O próprio primeiro-ministro britânico, Boris Johnson expressou «profunda preocupação» com as imagens da atuação da polícia na vigília por Sarah, apelando a que o caso reforce a «determinação para enfrentar a violência contra mulheres e raparigas, e para fazer todas a partes do sistema judicial funcionar para as proteger e defender». Já o presidente da Câmara de Londres, Sadiq Khan, considerou a reação policial «inaceitável» – mas, mesmo assim, a maioria dos britânicos continua do lado da polícia, com 56% dos homens a favor das táticas utilizadas na vigília, bem como 50% das mulheres, segundo sondagens do Crest Advisory.
Ódio ‘aprendido, não inerente’
Mas afinal, quem é Wayne Couzens, de 48 anos, o polícia acusado de assassinar Sarah Everard, que só se tornou suspeito graças a imagens de segurança de um autocarro, segundo o Sun?
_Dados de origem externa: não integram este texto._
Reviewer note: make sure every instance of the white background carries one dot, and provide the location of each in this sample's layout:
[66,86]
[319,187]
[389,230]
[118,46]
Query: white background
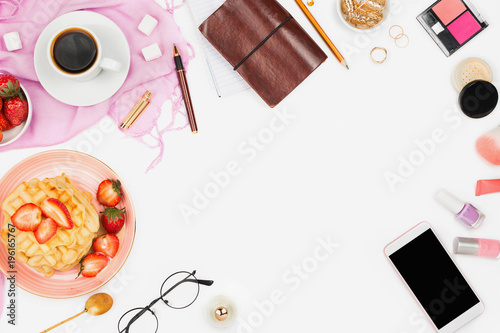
[322,176]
Para já sabemos que Couzens, pai de dois filhos, morador em Kent era um dos raros polícias britânicos com o privilégio do porte de arma, fazia parte de uma unidade de elite, sediada em Westminster, com o dever de proteger diplomatas, VIP’s, e edifícios sensíveis. À primeira vista, nada no seu perfil indicava sinais de perigo, dos seus tempos a trabalhar como mecânico na garagem da família, até à sua carreira nas forças armadas, antes de seguir para a polícia – até três dias antes do homicídio de Sarah, quando Couzens foi duas vezes alvo de queixa por exposição indecente, num McDonalds no sul de Londres, segundo o Daily Mail. Caso tenha sido de facto o assassino de Sarah, o polícia teve o sangue frio de cometer o crime após acabar de cumprir o seu turno. E multiplica-se a especulação online de que estejamos perante um potencial serial killer.
O personagem que compareceu esta semana num tribunal londrino, abatido, calado, vestindo um fato de treino cinzento, abanando-se para a frente e para trás, tem pouco a ver com o homem energético, talvez orgulhoso, que mostram as suas fotos nas redes sociais. Couzens já por duas vezes foi parar ao hospital desde que foi detido, com ferimentos na cabeça, surgidos quando estava sozinho na sua cela, e o seu julgamento deverá começar em outubro, informou a justiça britânica.
Entretanto, para os familiares e amigos de Sarah, o pesadelo continua. E para as mulheres britânicas – e em todos outros pontos do mundo – o medo continua a ser uma constante. «Sim há psicopatas, nascidos e não socialmente construídos», escreveu uma colunista do Guardian. «Mas mesmo as maçãs podres são moldadas pelos seus ambientes, com estudos a sugerir que o comportamento de psicopatas homens pode diferir de psicopatas mulheres por questões de género, ditadas pela sua educação e ambiente», continuava. «A violência raramente é aleatória, apesar de quão frequentemente esta frase aparece. Os seus alvos são predeterminados por um ódio que é aprendido, não inerente».